Nonviolent protests are working. Why? Erica Chenoweth and Maria J. Stephan look at the growth of nonviolent action and dive headlong into why it works despite (or perhaps due to) the powerful armed regimes movements often go up against. Spoiler alert: nonviolent movements can make it easier for opponents to change their minds and switch alliances.
But growing protests signal dire differences in power. The World Economic Forum released a "World Protest Intensity" report at last month's Swiss summit. The report finds that popular protest and mobilisation is at its highest levels in decades, writes Gillian Tett in the Financial Times. Rising inequality butts heads with the a sense of empowerment delivered by Internet and smartphone enabled action. But protests that do little to change the prospects of the disempowered only foster greater division, writes Tett, in a gloomy forecast that, to our minds, highlights why campaigners build networks to grow power.
Romania's networked people power wins against all odds. Activists used social media to build a vast coalition across the country dedicated to protecting Rosia Montana, a picturesque part of the Romanian countryside, from international mining interests and industry supporters in government.
American voters are feeling a digital Bern. As America's Presidential election ramps up, a New Hampshire Public Radio story tracks the impact of Bernie Sanders's digital campaigning, an effort that has helped raise millions from small donors - and raise the bar for what's possible in online political engagement.
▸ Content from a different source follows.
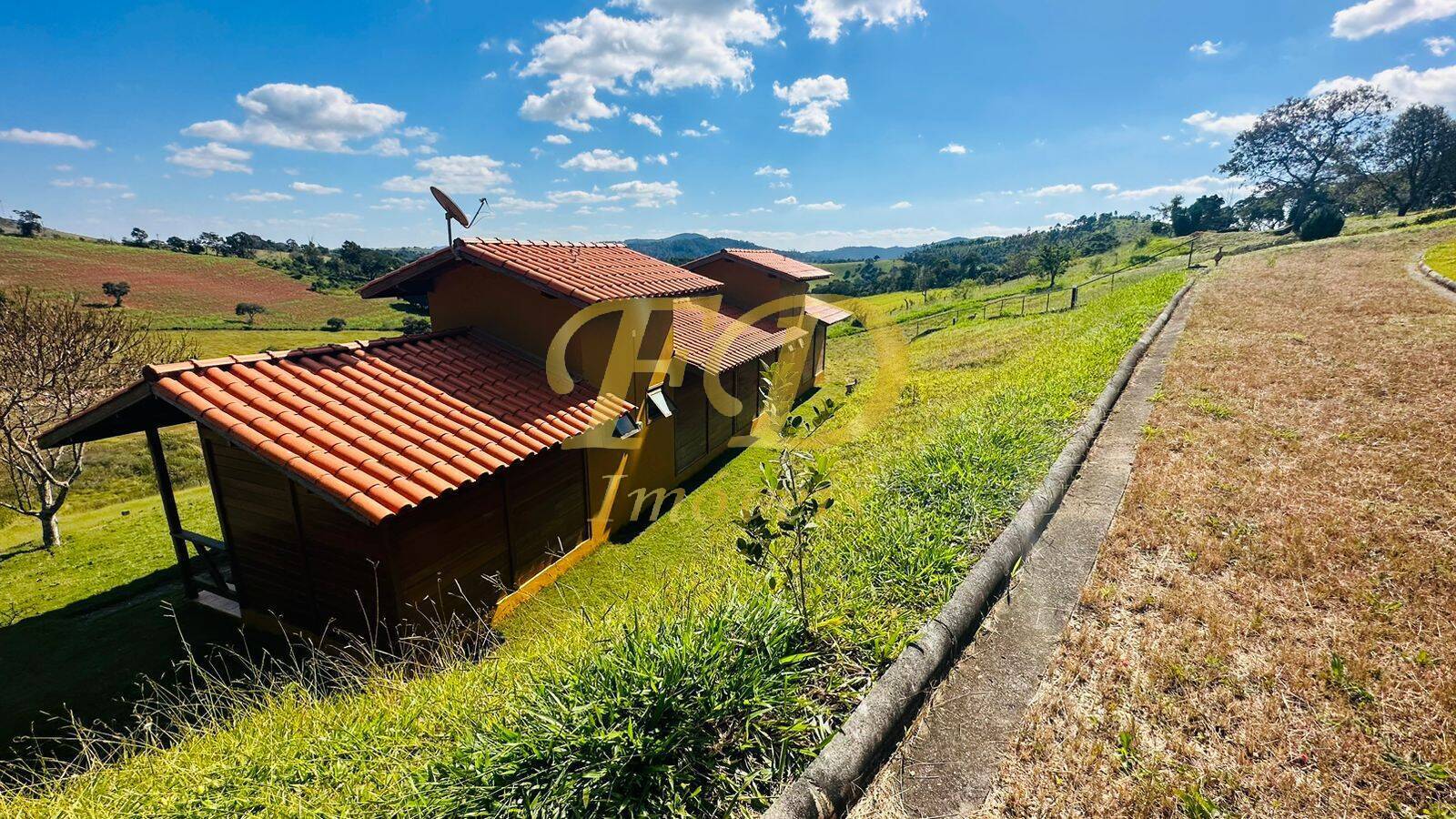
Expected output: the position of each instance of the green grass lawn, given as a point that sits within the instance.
(931, 455)
(1441, 258)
Are Russian truckers driving a movement? Truckers "tapped into the anger of a bread-and-butter constituency" while leading protests against a new road tax and Russian lawmakers responded with a law banning trucker convoys. The situation, writes Anna Aruntunyan in a European Council on Foreign Relations commentary this week, epitomizes the missing agency and social capital that even organized Russian popular protest campaigns lack in the the face of a powerful regime that's putting opponents off balance.
New Zealand's trade protest planners opened up their planning process, thousands turned out to an action in Auckland, and the events spiked national attention to the TPPA writes Peter W, a New Zealand activist, in a story demonstrating the smart use of Google Trends data.
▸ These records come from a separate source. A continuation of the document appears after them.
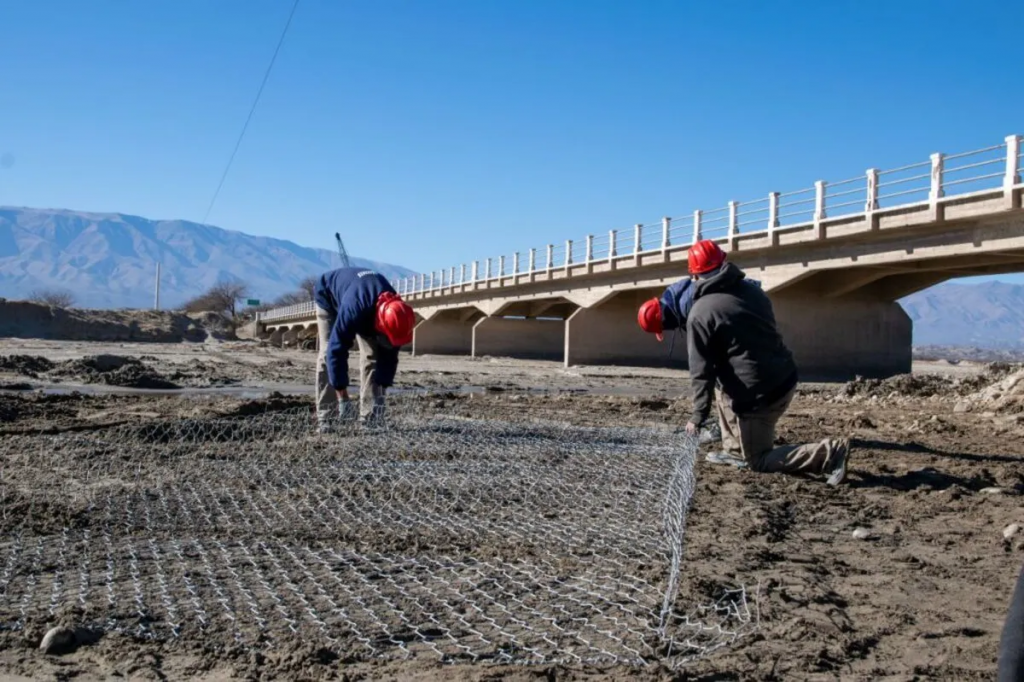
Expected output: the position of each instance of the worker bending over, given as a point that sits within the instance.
(736, 352)
(360, 306)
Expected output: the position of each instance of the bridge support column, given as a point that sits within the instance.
(608, 334)
(275, 337)
(841, 338)
(522, 337)
(290, 337)
(445, 334)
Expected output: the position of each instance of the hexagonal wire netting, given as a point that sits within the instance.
(428, 536)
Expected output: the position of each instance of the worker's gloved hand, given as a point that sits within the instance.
(347, 411)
Global climate activists have their work cut out for them in 2016. In a recent story for Mashable, our colleage Tom Liacas interviews leaders at Avaaz, 350.org, Greenpeace International and NextGen Climate to learn how the global climate movement is planning to accelerate and scale its actions in coming months.
Powerful videos shares women's family planning stories at the International Family Planning Conference in Indonesia. Activist videos told of women's greatest challenges in their home countries. Global Voices shares some of them and explains the powerful role of YouTube in distributing their message.
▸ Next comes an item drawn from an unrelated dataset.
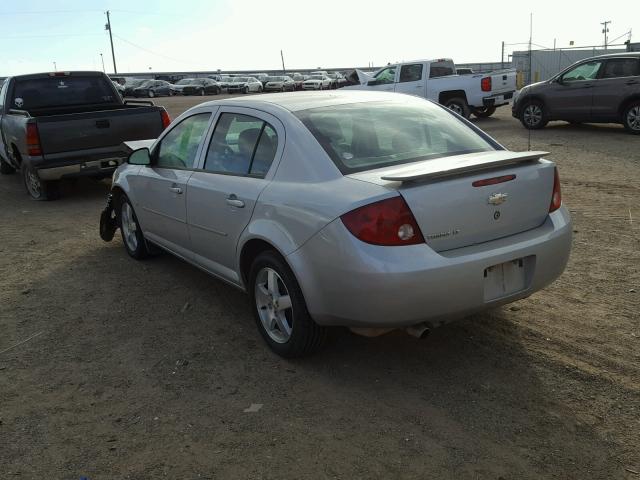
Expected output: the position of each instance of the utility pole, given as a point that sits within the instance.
(113, 54)
(605, 30)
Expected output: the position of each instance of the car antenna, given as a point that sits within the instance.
(530, 72)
Women in Kentucky are using hashtags to share their anger about the American state's new anti-abortion law. In #askbevinaboutmyvag hashtagged tweets, women are sending female reproductive system questions to the governor. And a legislator introduced a bill requiring men to get spousal approval for Viagra prescriptions.
Meanwhile, Iran's morality police are being mapped. An anonymous group of developers created Gershad, a mobile app that gives users - mostly youth - a chance to report (and receive warnings about) the location of Ershad checkpoints, notorious mobile police that enforce public conduct and morality rules.